Sabtu sore itu hujan turun sangat deras. Aku baru saja usai mengolah data penelitianku dan bergegas berlari kecil menuju mobilku di tempat Parkir. Hujan benar-benar sangat deras. Aku mulai men starter mobilku tapi sampai berkali kali tetap tidak berhasil. Ada yang tidak beres dengan mobil ini. Aku mencoba membuka kap mesin dalam suasana hujan itu. Namun tiba-tiba dibelakangku Audray menyapaku.
“Pak Alan kenapa mobilnya? Sudah ditinggal saja biar aku antar Pak Alan pakai mobilku!” suara Audray menawarkan jasa baiknya. Tidak berfikir panjang akhirnya aku menerima tawaran Audray.
“Wah Pak Alan sampai basah basah begini!” suara Audray sambil menyetir Honda Jazz nya meluncur ditengah hujan deras kota Surabaya.
“Iya Di, ini mobilmu juga jadi ikut basah !” kataku.
“Tidak apa apa kalau perlu aku juga mau ikut basah kok!” kata Audray sambil tertawa renyah. Sepanjang perjalanan memang hujan turun dan Audray dengan terampilnya mengemudikan mobilnya di tengah tengah kemacetan kota Surabaya. Setelah berhasil keluar dari kemacetan mobilpun langsung masuk Tol dalam kota lewat Pintu Tol Darmo. Tapi ternyata tidak Audray malah membelokkannya ke arah Darmo Permai. Belum sempat aku bertanya Audray seolah tahu rasa heranku langsung menjelaskan.

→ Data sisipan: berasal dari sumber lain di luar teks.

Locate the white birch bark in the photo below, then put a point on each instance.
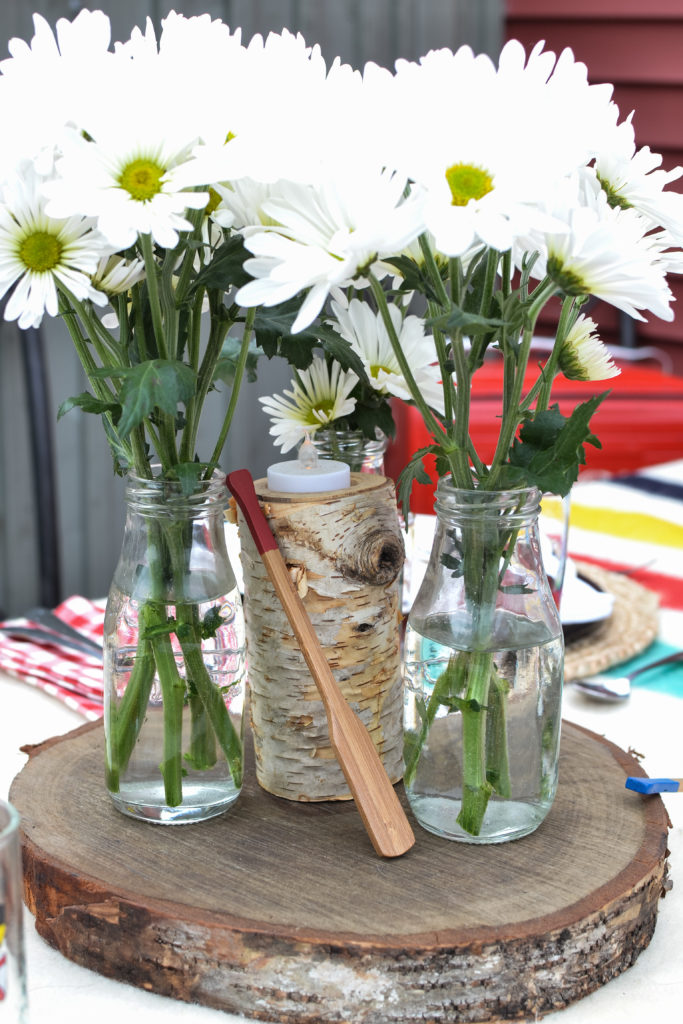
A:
(345, 551)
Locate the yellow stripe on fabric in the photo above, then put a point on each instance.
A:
(633, 525)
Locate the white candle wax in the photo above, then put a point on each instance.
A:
(295, 477)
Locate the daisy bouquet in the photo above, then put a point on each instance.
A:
(517, 184)
(112, 217)
(290, 201)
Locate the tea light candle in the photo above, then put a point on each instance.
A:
(308, 473)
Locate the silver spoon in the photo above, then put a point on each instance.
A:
(619, 687)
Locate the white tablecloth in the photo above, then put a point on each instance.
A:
(60, 992)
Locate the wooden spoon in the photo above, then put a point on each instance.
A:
(378, 804)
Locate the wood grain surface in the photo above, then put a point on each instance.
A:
(283, 911)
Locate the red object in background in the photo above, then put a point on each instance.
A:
(639, 424)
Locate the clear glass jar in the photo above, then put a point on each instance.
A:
(483, 670)
(174, 656)
(363, 455)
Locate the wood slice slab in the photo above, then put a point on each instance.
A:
(282, 911)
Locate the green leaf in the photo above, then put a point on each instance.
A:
(414, 471)
(229, 356)
(88, 403)
(415, 280)
(550, 446)
(153, 384)
(226, 268)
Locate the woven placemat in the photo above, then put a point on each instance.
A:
(631, 628)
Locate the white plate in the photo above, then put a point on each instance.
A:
(582, 604)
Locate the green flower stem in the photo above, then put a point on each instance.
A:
(99, 387)
(476, 787)
(461, 471)
(551, 368)
(235, 393)
(433, 271)
(126, 718)
(498, 761)
(430, 420)
(202, 754)
(187, 630)
(512, 414)
(450, 684)
(187, 266)
(195, 331)
(173, 695)
(218, 330)
(493, 259)
(153, 292)
(168, 304)
(442, 355)
(212, 698)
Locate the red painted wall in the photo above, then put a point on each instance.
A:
(637, 45)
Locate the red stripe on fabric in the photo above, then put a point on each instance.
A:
(669, 588)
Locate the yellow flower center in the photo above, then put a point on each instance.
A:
(467, 181)
(214, 202)
(614, 198)
(40, 252)
(321, 411)
(141, 179)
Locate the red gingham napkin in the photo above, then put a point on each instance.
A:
(74, 678)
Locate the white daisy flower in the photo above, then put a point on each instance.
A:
(115, 274)
(631, 179)
(240, 204)
(603, 251)
(131, 182)
(318, 396)
(38, 253)
(485, 183)
(42, 84)
(327, 237)
(368, 336)
(583, 356)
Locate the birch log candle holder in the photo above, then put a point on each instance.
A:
(344, 551)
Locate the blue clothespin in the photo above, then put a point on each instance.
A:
(650, 785)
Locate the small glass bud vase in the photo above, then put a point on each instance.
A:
(174, 656)
(363, 455)
(483, 670)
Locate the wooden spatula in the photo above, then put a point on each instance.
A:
(378, 805)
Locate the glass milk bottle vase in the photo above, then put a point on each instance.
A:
(363, 455)
(174, 656)
(483, 669)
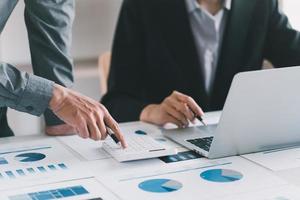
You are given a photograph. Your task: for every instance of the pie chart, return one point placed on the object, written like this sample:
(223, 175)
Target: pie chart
(160, 185)
(221, 175)
(30, 157)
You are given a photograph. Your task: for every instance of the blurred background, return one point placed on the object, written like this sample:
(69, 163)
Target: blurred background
(92, 36)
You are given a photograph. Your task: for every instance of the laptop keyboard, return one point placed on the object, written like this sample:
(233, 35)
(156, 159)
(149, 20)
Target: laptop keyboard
(202, 143)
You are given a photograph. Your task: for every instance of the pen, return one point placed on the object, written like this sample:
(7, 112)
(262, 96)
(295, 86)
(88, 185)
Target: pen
(112, 135)
(201, 120)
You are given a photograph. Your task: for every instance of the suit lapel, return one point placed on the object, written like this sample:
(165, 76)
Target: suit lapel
(234, 39)
(178, 35)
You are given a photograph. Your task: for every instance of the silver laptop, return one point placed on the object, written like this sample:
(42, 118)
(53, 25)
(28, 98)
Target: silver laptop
(261, 112)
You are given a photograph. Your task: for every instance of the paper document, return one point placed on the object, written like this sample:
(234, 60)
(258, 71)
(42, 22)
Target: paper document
(37, 162)
(287, 192)
(88, 189)
(88, 149)
(277, 159)
(210, 180)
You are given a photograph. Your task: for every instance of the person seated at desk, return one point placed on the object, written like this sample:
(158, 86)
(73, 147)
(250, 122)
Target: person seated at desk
(49, 26)
(174, 59)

“Pak Alan mampir dulu saja ke rumahku apalagi masih sore belum pukul 17. Lagi pula malam Minggu ini khan pak Alan gak apel ke Bu Kinan?” kata Audray.
“Okey lah Di, kamu tuh memang penuh dengan kejutan kejutan!” kataku berseloroh.
“Tentu dong Pak Profesor nanti akan aku beri lagi kejutan-kejutan lainnya!” kata Audray kembali tertawa lepas. Hari ini aku lihat Audray begitu gembira dan ceria. Akhirnya kami pun sampai di rumah besar yang asri dengan taman hijau halaman luas sehingga jarak dari rumah satu ke rumah yang lain sangat jauh apalagi pagar rumah yang tinggi membuat rumah ini seolah olah berdiri sendiri tanpa tetangga. Ruang tamu yang nyaman dengan dekorasi interior yang kelas atas. Tapi kok sepi tidak terlihat Tante dan Omnya. Hanya ada seorang Pembantu yang tadi membukakan pintu.
“Tante dan Om masih di Singapore jadi aku sendirian saja hanya ditemani Si Mbok Surti!” suara Audray seolah bisa menebak yang ada dibenakku.
“Sangat disayangkan padahal tadinya aku mau menepati janjiku kepada Om dan Tantemu tapi tolong disampaikan kepada beliau aku sudah menepati janjiku!” kataku.
“Beres Pak Alan. Oh ya mau minum dingin atau panas?. Hujan begini tentunya yang panas saja ya Pak. Kopi, coklat atau susu?. Atau kopi susu? Atau susu saja?” Audray menawarkan minuman.
“Terserah Di, boleh minum apa saja terimakasih!” jawabku.
“Aku akan buatkan sendiri minuman untuk Pak Alan!” kata Audray. 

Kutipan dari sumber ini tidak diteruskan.